Key Takeaways (मुख्य बिंदु)

  • Program slicing paired with LLMs enables fully automated zero‑day discovery
  • Intruder identified a blind SQL injection (CVE‑2026‑3985) in the Creative Mail WordPress plugin
  • The pipeline moves from code‑base scanning to exploit generation without human intervention

Artificial intelligence is reshaping how vulnerability research is performed, yet most discussions remain theoretical. Intruder set out to answer a practical question: using the LLMs available today, how far can AI take us in finding real, exploitable bugs in production software?

How the Pipeline Works

The core of the system is a pipeline that feeds a code‑base into the Joern scanner, generates “program slices” for each flagged finding, and then hands those slices to a hierarchy of language models. Slicing mimics IDE features such as “find implementation” or call‑graph analysis, isolating only the relevant code paths and preventing the token‑bloat problem that plagues naïve whole‑repo scanning.

From LLM Triage to Exploit Generation

Each slice first passes through a lightweight triage model (e.g., Sonnet) that discards obviously benign hooks. The remaining slices are then evaluated by a heavier model (Opus) that retains full call‑context memory, allowing it to judge exploitability accurately. When a slice is deemed exploitable, a dedicated exploitation agent retrieves the full source again, spins up a Docker container, and attempts to craft a working exploit.

First Success: CVE‑2026‑3985

The pipeline’s inaugural bounty was a blind SQL injection in the popular Creative Mail WordPress plugin, assigned CVE‑2026‑3985. The bug grants an attacker read access to the database—including admin password hashes and secret tokens—once a series of chained requests is issued. Because the vulnerability spans multiple components (it requires WooCommerce to be present), traditional scanners often miss it.

The exploitation agent produced a one‑shot proof‑of‑concept that both verified the issue and extracted password hashes from the database. Independent researcher Dmitrii Ignatyev of CleanTalk also discovered the flaw and reported it to Wordfence. The plugin has since been removed from the WordPress repository pending a security patch.

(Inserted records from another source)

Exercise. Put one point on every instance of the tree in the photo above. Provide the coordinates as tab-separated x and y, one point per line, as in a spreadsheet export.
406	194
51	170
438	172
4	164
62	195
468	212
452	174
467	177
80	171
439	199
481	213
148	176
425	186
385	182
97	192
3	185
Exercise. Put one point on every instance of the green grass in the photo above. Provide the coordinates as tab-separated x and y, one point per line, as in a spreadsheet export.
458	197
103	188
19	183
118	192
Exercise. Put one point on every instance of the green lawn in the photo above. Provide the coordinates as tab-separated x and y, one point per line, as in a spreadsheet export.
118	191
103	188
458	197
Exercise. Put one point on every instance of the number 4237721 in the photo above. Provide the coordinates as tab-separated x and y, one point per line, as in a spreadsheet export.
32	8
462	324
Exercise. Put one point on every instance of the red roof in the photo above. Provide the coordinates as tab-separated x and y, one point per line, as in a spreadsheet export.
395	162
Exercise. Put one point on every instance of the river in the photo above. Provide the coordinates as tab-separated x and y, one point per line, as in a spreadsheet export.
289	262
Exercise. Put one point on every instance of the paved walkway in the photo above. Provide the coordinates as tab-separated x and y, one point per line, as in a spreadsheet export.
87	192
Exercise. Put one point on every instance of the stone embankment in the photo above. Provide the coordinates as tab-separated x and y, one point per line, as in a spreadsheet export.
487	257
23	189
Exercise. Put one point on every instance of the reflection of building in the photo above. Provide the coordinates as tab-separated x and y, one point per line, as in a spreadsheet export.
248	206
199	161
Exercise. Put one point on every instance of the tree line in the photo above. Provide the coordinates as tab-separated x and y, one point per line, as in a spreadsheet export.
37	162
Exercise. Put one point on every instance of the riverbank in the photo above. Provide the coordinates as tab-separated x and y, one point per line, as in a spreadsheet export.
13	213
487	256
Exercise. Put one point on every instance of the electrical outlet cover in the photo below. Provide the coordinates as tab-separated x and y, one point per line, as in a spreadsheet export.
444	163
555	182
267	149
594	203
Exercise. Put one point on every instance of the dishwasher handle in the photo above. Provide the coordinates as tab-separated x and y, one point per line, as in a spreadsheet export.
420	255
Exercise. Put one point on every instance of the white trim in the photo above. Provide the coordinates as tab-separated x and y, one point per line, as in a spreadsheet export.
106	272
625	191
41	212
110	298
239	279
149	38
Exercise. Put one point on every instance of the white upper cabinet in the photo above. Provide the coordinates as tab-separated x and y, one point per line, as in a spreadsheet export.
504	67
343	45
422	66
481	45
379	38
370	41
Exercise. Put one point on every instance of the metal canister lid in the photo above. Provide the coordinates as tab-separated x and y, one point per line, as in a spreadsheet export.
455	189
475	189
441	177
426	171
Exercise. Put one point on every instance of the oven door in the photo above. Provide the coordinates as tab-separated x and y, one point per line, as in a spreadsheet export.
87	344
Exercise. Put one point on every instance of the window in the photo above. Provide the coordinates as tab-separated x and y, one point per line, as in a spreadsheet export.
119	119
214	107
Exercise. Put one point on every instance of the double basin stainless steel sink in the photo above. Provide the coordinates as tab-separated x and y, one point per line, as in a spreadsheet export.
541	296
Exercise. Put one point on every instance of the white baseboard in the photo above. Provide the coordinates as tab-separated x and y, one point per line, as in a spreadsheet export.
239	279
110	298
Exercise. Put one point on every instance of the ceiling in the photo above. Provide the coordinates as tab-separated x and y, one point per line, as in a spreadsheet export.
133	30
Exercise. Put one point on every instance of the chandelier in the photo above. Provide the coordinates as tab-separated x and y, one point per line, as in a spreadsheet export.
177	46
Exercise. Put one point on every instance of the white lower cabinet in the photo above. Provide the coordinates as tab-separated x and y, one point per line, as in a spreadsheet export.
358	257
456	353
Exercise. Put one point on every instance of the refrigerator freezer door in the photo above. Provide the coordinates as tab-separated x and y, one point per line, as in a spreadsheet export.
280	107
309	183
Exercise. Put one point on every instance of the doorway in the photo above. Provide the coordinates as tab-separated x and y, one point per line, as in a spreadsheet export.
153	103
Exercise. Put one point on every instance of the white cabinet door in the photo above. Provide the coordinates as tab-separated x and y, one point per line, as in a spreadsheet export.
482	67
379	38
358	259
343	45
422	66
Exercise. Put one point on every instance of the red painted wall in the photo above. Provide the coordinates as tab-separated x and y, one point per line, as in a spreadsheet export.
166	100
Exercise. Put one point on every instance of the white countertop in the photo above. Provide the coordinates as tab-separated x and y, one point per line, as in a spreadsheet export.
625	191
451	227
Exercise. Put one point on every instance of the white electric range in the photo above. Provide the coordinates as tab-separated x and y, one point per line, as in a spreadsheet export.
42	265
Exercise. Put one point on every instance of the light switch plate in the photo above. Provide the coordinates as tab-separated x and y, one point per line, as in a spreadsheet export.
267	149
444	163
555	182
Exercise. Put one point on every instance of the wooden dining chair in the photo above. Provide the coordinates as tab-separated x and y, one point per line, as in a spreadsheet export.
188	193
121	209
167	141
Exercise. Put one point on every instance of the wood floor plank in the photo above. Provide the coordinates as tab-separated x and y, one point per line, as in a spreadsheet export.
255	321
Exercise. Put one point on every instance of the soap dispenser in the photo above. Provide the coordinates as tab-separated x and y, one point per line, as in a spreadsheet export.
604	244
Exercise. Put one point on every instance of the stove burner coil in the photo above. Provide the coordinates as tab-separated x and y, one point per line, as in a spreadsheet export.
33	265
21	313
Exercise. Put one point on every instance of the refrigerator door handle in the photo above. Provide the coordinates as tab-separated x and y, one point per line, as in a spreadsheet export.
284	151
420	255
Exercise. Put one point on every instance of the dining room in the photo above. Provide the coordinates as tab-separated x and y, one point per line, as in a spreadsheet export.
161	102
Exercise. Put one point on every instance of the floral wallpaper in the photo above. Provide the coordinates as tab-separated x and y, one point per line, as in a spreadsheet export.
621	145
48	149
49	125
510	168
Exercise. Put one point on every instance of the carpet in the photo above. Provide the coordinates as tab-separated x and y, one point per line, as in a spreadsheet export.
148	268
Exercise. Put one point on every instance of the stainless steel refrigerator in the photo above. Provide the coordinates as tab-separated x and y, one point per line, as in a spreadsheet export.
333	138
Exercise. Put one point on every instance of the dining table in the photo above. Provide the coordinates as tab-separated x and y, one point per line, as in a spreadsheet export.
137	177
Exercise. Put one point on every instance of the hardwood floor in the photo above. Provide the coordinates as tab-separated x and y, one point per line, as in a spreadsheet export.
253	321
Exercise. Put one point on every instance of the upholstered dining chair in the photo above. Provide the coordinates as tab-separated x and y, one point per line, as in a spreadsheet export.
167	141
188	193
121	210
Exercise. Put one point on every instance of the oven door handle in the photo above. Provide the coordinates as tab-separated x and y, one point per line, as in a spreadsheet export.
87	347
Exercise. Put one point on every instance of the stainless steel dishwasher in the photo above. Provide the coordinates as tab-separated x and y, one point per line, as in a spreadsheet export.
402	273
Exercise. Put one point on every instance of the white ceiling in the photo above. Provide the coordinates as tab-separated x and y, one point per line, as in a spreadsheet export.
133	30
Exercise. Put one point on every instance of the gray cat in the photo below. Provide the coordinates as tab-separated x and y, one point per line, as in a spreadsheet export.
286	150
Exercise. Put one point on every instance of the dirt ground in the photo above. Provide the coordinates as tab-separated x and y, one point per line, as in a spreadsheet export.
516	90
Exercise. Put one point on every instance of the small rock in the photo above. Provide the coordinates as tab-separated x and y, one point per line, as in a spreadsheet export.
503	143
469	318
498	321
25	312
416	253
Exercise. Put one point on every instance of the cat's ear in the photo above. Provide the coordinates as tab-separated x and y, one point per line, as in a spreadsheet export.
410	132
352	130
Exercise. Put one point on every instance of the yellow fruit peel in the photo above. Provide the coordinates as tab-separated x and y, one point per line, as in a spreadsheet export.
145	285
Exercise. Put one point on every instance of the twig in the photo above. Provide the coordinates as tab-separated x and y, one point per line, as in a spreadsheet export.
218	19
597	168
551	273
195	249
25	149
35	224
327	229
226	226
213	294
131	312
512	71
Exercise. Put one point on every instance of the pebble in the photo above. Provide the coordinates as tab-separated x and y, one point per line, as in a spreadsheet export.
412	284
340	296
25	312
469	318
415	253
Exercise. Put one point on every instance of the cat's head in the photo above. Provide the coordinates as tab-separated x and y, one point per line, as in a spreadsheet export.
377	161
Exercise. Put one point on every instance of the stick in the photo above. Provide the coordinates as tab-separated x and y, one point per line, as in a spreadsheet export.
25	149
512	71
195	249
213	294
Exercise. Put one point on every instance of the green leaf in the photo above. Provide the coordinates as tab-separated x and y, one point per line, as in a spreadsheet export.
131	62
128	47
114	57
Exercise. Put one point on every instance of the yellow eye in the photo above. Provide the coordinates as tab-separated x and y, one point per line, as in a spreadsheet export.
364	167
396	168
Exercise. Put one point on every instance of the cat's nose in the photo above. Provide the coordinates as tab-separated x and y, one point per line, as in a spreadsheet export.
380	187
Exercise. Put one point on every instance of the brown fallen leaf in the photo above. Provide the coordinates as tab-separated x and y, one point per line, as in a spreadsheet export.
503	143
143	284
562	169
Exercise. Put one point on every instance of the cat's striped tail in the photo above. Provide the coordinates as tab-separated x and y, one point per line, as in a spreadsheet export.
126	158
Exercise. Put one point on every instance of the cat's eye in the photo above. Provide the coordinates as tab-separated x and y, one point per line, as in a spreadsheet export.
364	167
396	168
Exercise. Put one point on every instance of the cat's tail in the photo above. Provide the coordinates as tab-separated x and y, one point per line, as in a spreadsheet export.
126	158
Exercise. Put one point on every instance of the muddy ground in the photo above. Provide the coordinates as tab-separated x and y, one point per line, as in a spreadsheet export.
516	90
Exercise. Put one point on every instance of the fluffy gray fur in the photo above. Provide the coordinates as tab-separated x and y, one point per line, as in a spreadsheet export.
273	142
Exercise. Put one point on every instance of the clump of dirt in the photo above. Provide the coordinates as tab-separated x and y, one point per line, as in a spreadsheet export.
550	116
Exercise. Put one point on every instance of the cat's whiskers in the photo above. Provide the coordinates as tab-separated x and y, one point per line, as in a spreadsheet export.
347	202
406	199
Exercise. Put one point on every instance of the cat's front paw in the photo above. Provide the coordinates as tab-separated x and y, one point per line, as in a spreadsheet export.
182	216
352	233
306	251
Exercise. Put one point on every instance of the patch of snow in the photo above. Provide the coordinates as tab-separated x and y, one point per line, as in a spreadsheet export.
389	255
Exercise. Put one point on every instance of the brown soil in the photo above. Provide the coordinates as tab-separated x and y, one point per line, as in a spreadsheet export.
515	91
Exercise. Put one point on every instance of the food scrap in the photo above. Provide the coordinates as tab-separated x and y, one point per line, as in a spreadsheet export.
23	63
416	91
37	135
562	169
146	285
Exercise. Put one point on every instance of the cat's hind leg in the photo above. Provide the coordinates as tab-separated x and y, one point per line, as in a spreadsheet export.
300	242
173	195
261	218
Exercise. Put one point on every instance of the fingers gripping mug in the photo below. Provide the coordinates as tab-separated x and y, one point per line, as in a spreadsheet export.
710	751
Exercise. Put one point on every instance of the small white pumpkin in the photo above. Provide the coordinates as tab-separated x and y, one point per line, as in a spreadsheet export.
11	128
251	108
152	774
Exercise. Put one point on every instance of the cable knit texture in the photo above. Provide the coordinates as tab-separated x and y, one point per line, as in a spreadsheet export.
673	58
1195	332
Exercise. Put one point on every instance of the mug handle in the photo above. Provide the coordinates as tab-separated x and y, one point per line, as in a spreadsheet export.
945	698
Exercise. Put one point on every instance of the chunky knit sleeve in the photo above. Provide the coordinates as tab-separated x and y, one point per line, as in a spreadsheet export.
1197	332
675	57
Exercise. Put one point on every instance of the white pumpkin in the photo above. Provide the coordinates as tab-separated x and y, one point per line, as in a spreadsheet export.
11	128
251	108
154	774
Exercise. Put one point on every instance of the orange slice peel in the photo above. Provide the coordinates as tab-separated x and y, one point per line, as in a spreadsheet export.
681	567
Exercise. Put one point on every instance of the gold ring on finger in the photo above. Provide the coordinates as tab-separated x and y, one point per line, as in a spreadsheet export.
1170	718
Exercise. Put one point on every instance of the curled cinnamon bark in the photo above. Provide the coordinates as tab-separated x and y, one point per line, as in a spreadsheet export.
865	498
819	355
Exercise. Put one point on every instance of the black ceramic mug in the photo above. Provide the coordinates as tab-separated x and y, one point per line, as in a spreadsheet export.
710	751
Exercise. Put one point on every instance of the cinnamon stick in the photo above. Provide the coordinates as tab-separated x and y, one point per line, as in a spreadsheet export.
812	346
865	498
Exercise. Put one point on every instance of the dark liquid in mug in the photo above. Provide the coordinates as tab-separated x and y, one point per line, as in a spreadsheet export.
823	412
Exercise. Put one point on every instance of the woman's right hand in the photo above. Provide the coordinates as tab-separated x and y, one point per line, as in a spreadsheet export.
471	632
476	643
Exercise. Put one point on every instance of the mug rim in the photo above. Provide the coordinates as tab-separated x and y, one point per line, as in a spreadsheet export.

Implications and Future Outlook

Intruder stresses that this is merely the beginning; several more vulnerabilities are already in the disclosure pipeline. As LLMs become more capable and cost‑effective, the speed and depth of automated vulnerability discovery are expected to outpace manual research, shrinking the window of exposure for software vendors. Nonetheless, managing token costs and model bias will remain critical operational challenges.